Call myself professional on one hand, and I teach my students to learn from waitresses on the other.
It does make sense.
After my recent lesson from the waitress, I went on to read more on the waitresses' strategic mimicry, and how mimicry increases the odds to build rapport and move others. To me, the answer that the waitress also doesn't want her customer to wait is trying to attune, to enhance liking, to get inside the head of the customer, to draw the map showing we're in the same boat. Unbeknownst to her customer, the two parties had been led to go in synch with each other at the drop of a hat, sharing common ground.

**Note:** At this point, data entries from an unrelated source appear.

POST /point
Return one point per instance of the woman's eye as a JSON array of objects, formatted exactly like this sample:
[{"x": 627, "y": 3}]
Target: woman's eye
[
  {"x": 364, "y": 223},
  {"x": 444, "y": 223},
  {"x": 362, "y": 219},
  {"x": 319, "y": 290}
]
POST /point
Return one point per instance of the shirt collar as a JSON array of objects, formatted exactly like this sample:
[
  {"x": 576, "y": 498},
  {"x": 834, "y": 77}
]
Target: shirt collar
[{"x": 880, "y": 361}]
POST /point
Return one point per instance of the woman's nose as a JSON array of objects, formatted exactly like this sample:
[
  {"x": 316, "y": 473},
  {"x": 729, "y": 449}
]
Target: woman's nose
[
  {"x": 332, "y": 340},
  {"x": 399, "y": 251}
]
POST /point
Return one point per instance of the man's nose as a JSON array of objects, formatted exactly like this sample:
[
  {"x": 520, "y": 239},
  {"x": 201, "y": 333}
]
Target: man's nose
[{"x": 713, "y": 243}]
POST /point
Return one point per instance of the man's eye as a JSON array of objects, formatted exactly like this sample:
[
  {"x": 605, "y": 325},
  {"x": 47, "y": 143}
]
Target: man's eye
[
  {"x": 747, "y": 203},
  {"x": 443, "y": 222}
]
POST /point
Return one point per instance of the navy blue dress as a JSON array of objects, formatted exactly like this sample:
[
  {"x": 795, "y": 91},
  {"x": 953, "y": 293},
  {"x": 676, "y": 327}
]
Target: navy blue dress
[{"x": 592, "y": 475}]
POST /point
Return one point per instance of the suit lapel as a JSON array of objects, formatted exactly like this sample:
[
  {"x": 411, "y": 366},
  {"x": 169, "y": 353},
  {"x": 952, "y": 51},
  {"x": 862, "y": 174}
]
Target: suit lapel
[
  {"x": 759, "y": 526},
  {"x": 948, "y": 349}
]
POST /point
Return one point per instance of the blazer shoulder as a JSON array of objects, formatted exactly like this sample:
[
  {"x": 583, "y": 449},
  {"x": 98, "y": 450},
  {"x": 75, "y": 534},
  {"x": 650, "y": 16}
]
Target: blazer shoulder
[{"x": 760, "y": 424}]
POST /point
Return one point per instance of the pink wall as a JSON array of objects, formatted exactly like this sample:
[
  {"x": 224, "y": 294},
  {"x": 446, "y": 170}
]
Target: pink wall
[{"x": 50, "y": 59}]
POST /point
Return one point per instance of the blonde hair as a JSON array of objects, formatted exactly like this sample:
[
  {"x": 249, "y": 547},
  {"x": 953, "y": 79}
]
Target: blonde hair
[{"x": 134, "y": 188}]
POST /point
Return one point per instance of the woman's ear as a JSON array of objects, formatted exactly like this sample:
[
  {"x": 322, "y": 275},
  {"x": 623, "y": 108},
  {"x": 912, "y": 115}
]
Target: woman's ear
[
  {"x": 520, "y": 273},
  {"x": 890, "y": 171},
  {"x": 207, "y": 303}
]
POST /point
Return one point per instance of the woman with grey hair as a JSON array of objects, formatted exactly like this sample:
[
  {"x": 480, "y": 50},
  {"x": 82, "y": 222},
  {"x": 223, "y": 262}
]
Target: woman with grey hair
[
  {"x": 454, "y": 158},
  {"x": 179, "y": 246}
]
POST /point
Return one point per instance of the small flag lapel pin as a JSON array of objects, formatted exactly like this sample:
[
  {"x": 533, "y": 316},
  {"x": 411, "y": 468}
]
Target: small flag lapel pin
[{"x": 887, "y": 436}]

If you aren't convinced, you might not have heard the experiment of verbal mimicry. And if you'll let me, I'd like to tell you a little bit about how that experiment works. Just think: When was the last time you went to a restaurant and made order for your dinner? How did the waitress answer? In an experiment of customer behavioural patterns, sixty groups of customers like you, without their awareness, were randomly served by two types of waitresses. In the mimicry condition, waitresses repeated all orders from the drinks to the cheque. Word for word. In the non-mimicry condition, the orders were not repeated, but the waitress made clear that she understood the order by words like "okay" or "coming up!"
At the end of the day, the mimicking waitresses earned a whopping 70 percent more tips. I repeat: 70 percent more.
What is the lesson for doctors? Well, I'll let you decide.